Vitamin D deficiency
Vitamin D deficiency is one of the most common causes of deficiency rickets. This is a metabolic disease specific to childhood and occurs due to rapid growth during this period. In Romania, the frequency of deficiency rickets is high, and the disease is a major risk factor in infant morbidity. Due to vitamin D deficiency, a major delay in bone development can occur. More precisely, the bones demineralize, become brittle and deform.
For the prevention of rickets, in Romania (and not only), doctors recommend that babies receive vitamin D3 supplements from the first days of life. Vigantol is the most frequently used product in our country, because it is cheap and can be issued free of charge on the basis of medical prescription.
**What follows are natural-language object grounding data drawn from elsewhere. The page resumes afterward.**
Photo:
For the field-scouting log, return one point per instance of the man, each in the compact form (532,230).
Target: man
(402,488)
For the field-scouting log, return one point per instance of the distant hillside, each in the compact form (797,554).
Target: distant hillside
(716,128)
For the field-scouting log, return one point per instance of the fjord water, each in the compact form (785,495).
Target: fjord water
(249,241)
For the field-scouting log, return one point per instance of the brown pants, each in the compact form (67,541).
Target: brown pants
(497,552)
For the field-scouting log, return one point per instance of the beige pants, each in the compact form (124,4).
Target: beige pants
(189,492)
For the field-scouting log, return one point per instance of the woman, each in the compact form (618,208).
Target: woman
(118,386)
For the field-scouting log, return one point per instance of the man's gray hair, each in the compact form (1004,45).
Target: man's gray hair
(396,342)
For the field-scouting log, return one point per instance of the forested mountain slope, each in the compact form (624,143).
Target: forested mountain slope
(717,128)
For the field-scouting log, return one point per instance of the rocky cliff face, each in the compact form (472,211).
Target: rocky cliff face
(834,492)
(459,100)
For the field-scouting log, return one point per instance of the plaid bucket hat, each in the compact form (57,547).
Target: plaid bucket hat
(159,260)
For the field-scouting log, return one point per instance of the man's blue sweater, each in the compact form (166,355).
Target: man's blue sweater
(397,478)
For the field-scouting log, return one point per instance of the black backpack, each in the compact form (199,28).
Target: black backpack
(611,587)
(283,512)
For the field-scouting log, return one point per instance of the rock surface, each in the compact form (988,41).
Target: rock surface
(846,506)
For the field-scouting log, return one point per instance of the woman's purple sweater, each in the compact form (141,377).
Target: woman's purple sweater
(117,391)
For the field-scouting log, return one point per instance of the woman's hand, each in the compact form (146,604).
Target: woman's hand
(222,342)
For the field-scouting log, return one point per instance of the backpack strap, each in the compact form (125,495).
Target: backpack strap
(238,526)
But there are other products, some of which are natural.
Pediatricians recommend that children receive vitamin D3 daily until they turn 2 years old.
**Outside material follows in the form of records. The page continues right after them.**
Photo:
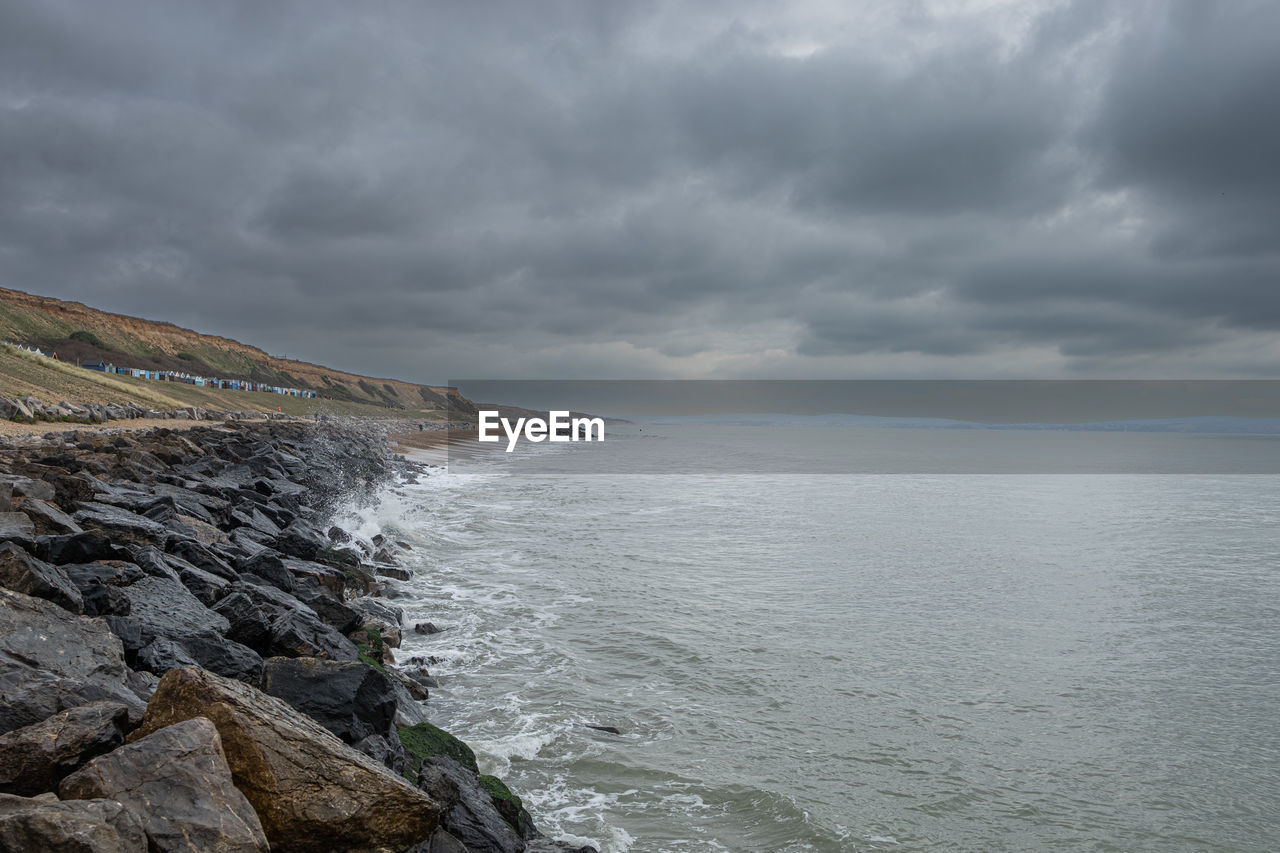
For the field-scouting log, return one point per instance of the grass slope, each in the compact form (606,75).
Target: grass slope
(27,374)
(78,332)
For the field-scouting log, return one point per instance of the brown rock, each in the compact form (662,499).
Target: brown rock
(36,757)
(177,784)
(80,826)
(312,793)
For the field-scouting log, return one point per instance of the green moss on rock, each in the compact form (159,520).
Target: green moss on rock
(369,647)
(424,739)
(510,806)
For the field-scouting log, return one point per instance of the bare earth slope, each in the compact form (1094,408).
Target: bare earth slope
(77,332)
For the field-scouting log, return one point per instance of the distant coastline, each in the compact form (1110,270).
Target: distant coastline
(1206,425)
After the age of 2 years and up to 7 years, the administration is done only in the months of spring, autumn and winter. That is, the months that contain the letter R, to be easier to remember.
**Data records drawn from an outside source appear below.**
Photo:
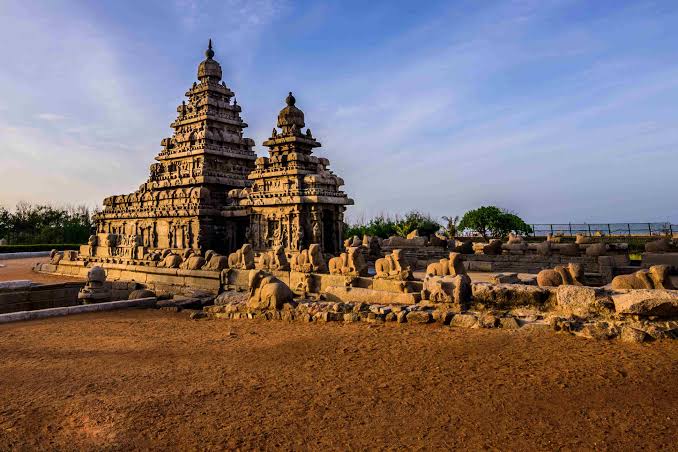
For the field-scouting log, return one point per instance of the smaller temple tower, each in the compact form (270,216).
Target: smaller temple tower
(294,199)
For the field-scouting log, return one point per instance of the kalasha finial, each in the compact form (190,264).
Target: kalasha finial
(209,53)
(290,99)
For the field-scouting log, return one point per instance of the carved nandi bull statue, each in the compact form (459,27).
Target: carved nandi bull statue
(242,259)
(391,267)
(446,267)
(267,291)
(350,263)
(309,261)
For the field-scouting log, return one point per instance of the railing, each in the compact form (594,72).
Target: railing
(605,229)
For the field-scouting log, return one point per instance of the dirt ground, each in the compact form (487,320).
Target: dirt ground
(149,379)
(11,269)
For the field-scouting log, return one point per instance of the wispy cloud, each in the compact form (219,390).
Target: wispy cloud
(50,116)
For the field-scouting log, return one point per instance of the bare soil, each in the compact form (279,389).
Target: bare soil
(144,379)
(11,269)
The need for vitamin D differs from one country to another, depending on the climatic conditions. The American Academy of Pediatrics (AAP), for example, recommends 400 IU/day, but in Romania the prophylactic dose has been set at 500 – 1,000 IU/day, i.e. 1-2 drops of Vigantol.
Attention, however, the optimal dose can only be established by the pediatrician, and it is often adjusted by the orthopedist, at the control for hip dysplasia from 8 weeks. So whether it’s one, or there are two drops, or more, don’t make this decision on your own, just because other mothers have done it. The number of vitamin D3 drops must be adjusted according to the child’s growth rate, his age, the season or the presence of conditions such as malabsorption syndrome.
Ideally, vitamin D drops should be dripped directly into the child’s mouth, because being an oily substance, they will otherwise remain on the spoon or on the walls of the bottle.